This includes insulin initiation in type 2 diabetes and its use with prandial insulin as part of basal bolus therapy in type 1 diabetes and type 2 diabetes. In all these trials, degludec was non-inferior to the comparators glargine and detemir with respect to change in HbA1c. One trial each used insulin degludec in a basala€“bolus regimen (with aspart) and a flexible regimen. The rationale for the comparison with sitagliptin was to investigate the efficacy and safety of adding insulin degludec instead of an additional OAD in patients inadequately controlled on 1a?’2 OADs. Flexible dosing is an attractive feature of this insulin that might improve adherence to therapy and conceivably improve outcomes.
Insulin degludec, an ultra-long acting basal insulin, versus insulin glargine in basal-bolus treatment with mealtime insulin aspart in type 1 diabetes (BEGIN Basal-Bolus Type 1): a phase 3, randomised, open-label, treat-to-target non-inferiority trial. Insulin degludec versus insulin glargine in insulin-naive patients with type 2 diabetes: A 1-year, randomized, treat-to-target trial (BEGIN Once Long). Effect of ultra-long-acting insulin degludec versus sitagliptin addition in patients with type 2 diabetes uncontrolled on oral antidiabetic agents. Insulin degludec, an ultra-longacting basal insulin, versus insulin glargine in basal-bolus treatment with mealtime insulin aspart in type 2 diabetes (BEGIN Basal-Bolus Type 2): a phase 3, randomised, open-label, treat-to-target non-inferiority trial. Insulin degludec compared with insulin glargine in insulin-naA?ve patients with type 2 diabetes: a 26-week, randomized, controlled, Pan Asian, treat-to-target trial. A review of modern insulin analogue pharmacokinetic and pharmacodynamic profiles in type 2 diabetes: improvements and limitations. Insulin adherence behaviours and barriers in the multinational Global Attitudes of Patients and Physicians in Insulin Therapy study.

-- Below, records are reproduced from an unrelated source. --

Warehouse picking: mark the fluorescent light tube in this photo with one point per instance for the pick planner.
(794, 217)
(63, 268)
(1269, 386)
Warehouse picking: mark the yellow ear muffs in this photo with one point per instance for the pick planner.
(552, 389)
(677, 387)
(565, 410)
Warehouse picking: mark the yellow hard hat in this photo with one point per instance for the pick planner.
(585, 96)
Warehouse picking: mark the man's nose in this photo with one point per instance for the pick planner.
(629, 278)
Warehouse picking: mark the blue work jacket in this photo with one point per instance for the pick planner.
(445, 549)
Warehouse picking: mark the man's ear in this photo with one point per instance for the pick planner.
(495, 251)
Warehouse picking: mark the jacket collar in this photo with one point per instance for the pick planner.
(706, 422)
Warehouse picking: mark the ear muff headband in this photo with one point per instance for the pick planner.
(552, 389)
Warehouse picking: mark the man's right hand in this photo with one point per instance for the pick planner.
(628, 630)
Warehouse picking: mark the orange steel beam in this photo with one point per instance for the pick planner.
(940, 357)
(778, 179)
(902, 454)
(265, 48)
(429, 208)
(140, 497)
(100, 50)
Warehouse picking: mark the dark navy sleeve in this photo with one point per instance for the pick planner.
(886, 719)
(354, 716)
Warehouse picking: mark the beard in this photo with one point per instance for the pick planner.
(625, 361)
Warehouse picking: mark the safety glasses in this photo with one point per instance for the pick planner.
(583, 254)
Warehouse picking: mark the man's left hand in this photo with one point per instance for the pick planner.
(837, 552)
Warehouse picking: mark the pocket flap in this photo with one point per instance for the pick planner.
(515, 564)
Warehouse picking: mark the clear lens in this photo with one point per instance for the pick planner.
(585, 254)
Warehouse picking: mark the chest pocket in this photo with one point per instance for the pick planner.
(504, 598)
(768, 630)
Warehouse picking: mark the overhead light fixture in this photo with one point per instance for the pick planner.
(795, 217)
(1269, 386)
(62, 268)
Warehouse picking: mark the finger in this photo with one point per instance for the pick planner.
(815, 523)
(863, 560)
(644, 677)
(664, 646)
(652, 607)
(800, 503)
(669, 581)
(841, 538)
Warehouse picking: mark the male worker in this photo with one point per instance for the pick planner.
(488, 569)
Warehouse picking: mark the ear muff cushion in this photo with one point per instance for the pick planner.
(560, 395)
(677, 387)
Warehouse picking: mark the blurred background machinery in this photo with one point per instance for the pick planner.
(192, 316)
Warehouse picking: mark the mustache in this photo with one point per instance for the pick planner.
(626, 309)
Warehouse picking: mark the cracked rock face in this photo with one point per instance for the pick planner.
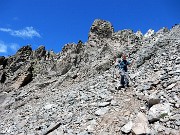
(73, 92)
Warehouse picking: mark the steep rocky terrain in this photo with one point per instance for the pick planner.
(73, 92)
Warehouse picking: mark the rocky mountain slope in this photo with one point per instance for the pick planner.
(73, 92)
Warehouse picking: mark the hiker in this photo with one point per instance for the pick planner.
(123, 68)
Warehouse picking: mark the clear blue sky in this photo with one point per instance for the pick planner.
(54, 23)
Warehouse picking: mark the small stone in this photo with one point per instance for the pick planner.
(171, 86)
(177, 123)
(127, 128)
(158, 111)
(152, 101)
(102, 111)
(140, 125)
(103, 104)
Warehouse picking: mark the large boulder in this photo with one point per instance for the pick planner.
(40, 52)
(101, 29)
(22, 80)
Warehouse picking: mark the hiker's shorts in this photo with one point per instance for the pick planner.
(124, 78)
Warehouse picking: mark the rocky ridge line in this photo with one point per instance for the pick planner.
(73, 92)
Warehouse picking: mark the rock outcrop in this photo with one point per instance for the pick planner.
(73, 92)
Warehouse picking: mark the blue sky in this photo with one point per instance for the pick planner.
(53, 23)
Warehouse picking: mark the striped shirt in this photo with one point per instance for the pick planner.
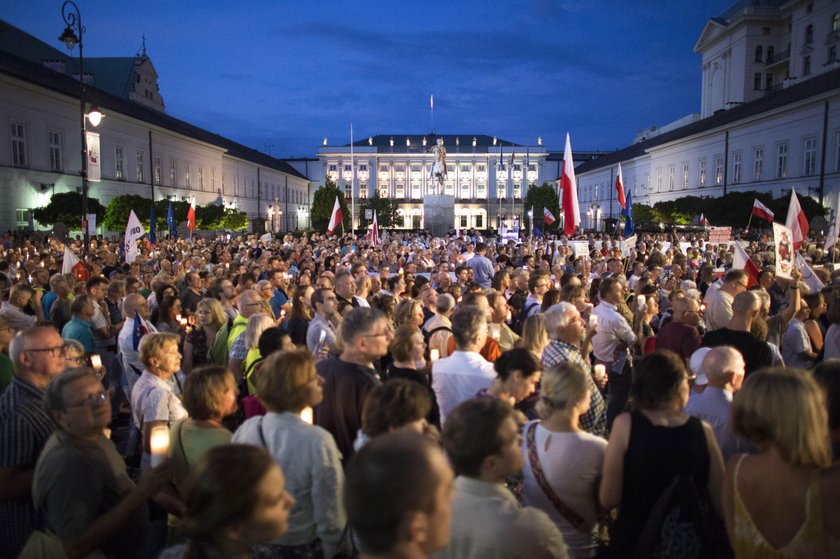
(594, 421)
(24, 429)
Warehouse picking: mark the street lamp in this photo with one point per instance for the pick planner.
(73, 19)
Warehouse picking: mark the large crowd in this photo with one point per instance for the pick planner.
(459, 397)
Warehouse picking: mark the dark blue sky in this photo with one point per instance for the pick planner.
(288, 73)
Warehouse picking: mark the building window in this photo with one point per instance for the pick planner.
(781, 161)
(119, 163)
(55, 150)
(18, 144)
(139, 170)
(810, 152)
(157, 172)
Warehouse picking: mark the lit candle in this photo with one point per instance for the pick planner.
(159, 443)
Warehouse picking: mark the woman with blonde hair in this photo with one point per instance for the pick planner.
(773, 501)
(534, 335)
(209, 318)
(286, 384)
(562, 462)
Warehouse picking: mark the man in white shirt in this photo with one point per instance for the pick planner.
(724, 369)
(463, 374)
(611, 345)
(483, 443)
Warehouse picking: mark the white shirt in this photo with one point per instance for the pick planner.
(458, 378)
(613, 330)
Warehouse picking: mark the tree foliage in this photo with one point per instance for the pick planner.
(66, 207)
(322, 205)
(386, 209)
(539, 197)
(732, 210)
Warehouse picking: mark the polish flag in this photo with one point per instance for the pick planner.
(796, 221)
(568, 184)
(762, 211)
(740, 261)
(335, 218)
(191, 216)
(619, 186)
(548, 217)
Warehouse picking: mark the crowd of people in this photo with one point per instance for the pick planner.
(462, 397)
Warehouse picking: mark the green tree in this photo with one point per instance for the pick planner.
(386, 209)
(322, 205)
(539, 197)
(66, 207)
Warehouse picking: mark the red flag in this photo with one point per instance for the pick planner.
(740, 261)
(796, 221)
(548, 217)
(191, 216)
(619, 186)
(335, 218)
(762, 211)
(568, 183)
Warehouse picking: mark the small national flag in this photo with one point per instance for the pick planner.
(191, 216)
(619, 187)
(548, 217)
(796, 221)
(741, 261)
(335, 218)
(762, 211)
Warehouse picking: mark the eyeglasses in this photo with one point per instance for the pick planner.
(95, 399)
(56, 351)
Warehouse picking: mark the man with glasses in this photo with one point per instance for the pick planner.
(38, 356)
(365, 336)
(719, 299)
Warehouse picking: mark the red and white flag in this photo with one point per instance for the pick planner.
(548, 217)
(796, 221)
(740, 261)
(762, 211)
(568, 184)
(335, 218)
(619, 187)
(191, 215)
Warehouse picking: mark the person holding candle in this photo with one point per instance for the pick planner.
(286, 384)
(81, 487)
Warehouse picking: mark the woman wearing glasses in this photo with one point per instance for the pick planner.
(81, 488)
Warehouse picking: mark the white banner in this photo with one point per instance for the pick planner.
(133, 231)
(784, 250)
(94, 160)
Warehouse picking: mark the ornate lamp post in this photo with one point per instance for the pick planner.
(73, 19)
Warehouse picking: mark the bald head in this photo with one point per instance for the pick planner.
(724, 367)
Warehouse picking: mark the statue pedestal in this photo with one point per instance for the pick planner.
(439, 214)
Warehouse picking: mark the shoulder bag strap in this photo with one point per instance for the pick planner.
(571, 516)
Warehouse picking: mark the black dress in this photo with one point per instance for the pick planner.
(655, 456)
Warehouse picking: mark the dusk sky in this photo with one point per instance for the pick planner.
(288, 73)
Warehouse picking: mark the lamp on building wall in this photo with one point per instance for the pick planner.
(73, 21)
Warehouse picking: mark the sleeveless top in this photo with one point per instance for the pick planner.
(808, 542)
(655, 456)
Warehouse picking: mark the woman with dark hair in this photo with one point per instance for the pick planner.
(229, 514)
(651, 447)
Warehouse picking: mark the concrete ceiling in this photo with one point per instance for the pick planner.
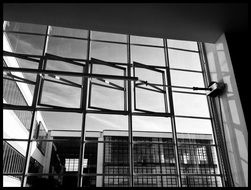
(200, 22)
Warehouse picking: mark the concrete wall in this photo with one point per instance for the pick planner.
(235, 128)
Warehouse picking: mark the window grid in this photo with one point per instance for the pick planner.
(200, 150)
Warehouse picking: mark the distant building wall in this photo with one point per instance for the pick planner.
(235, 128)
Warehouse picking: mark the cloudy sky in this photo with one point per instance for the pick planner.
(63, 95)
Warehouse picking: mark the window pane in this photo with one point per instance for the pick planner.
(70, 48)
(148, 55)
(23, 43)
(146, 40)
(188, 45)
(25, 27)
(193, 127)
(100, 122)
(62, 121)
(106, 36)
(186, 79)
(149, 100)
(60, 95)
(60, 31)
(107, 98)
(190, 105)
(109, 52)
(16, 124)
(184, 60)
(151, 124)
(150, 76)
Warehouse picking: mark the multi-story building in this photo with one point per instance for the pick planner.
(92, 99)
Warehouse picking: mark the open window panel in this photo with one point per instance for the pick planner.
(150, 90)
(58, 88)
(107, 93)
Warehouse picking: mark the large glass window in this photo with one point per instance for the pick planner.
(94, 109)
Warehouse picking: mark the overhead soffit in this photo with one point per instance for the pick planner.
(198, 22)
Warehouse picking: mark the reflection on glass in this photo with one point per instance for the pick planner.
(106, 36)
(158, 125)
(187, 45)
(148, 75)
(13, 161)
(187, 79)
(146, 40)
(190, 126)
(24, 43)
(25, 27)
(16, 124)
(109, 52)
(60, 95)
(101, 122)
(148, 100)
(60, 31)
(148, 55)
(190, 105)
(61, 120)
(184, 60)
(70, 48)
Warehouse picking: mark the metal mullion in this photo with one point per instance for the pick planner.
(177, 162)
(107, 63)
(111, 83)
(186, 70)
(22, 56)
(187, 92)
(53, 57)
(103, 111)
(158, 91)
(193, 117)
(67, 84)
(41, 71)
(98, 84)
(111, 42)
(187, 50)
(67, 37)
(147, 113)
(215, 119)
(26, 33)
(17, 107)
(34, 104)
(130, 128)
(23, 80)
(83, 102)
(147, 45)
(57, 109)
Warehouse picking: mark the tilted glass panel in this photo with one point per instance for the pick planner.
(109, 52)
(187, 79)
(25, 27)
(184, 60)
(182, 44)
(23, 43)
(148, 55)
(65, 47)
(107, 36)
(62, 121)
(106, 98)
(146, 40)
(16, 124)
(71, 32)
(101, 122)
(147, 100)
(190, 105)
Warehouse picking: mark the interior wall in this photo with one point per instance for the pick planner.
(236, 133)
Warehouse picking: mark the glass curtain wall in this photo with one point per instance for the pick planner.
(92, 109)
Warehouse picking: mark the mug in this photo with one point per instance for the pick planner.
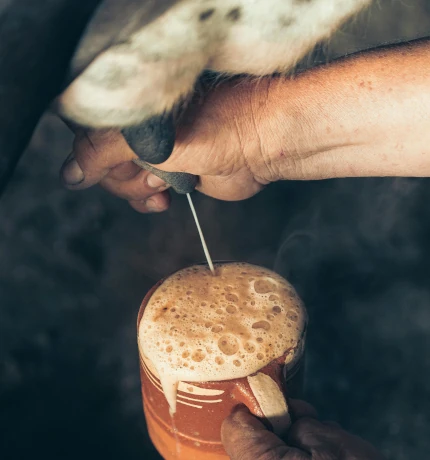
(194, 431)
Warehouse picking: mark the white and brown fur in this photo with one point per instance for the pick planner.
(157, 64)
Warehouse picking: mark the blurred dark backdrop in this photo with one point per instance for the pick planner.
(74, 267)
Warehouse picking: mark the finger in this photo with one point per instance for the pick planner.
(300, 408)
(94, 154)
(124, 171)
(245, 437)
(156, 203)
(140, 187)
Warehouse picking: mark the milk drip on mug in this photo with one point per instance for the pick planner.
(208, 343)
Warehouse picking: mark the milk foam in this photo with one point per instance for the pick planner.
(198, 327)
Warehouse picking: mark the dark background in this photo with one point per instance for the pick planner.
(74, 267)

Association of glycaemia with macrovascular and microvascular complications of type 2 diabetes (UKPDS 35): prospective observational study. You are making such a big stink about your personal choice to feed your dogs grain free food and you don’t even know that you are feeding them grain.
I find it is better for my diabetes pills type 2 inner peace to ignore all commentary during the jump drills.
They also should be used with caution in renal disease (except for repaglinide and nateglinide which dona€™t have renal dosage requirements).
Metformin can decrease or stabilize patient weight, and can reduce cholesterol and triglyceride levels, and may reduce myocardial infarction risk. It should be withheld prior to any radiology study requiring contrast dye or if going to surgery, and restored once renal function is normal. Two thiazolidinediones, rosiglitazone and pioglitazone, are approved for use in the United States. They are taken within 15 minutes before a meal and are cleared from the body in 2 a€“ 4 hours. Phase 1 insulin release, lasting 10 minutes, suppresses hepatic glucose production and facilitates phase 2 release, which lasts two hours and covers mealtime carbohydrates.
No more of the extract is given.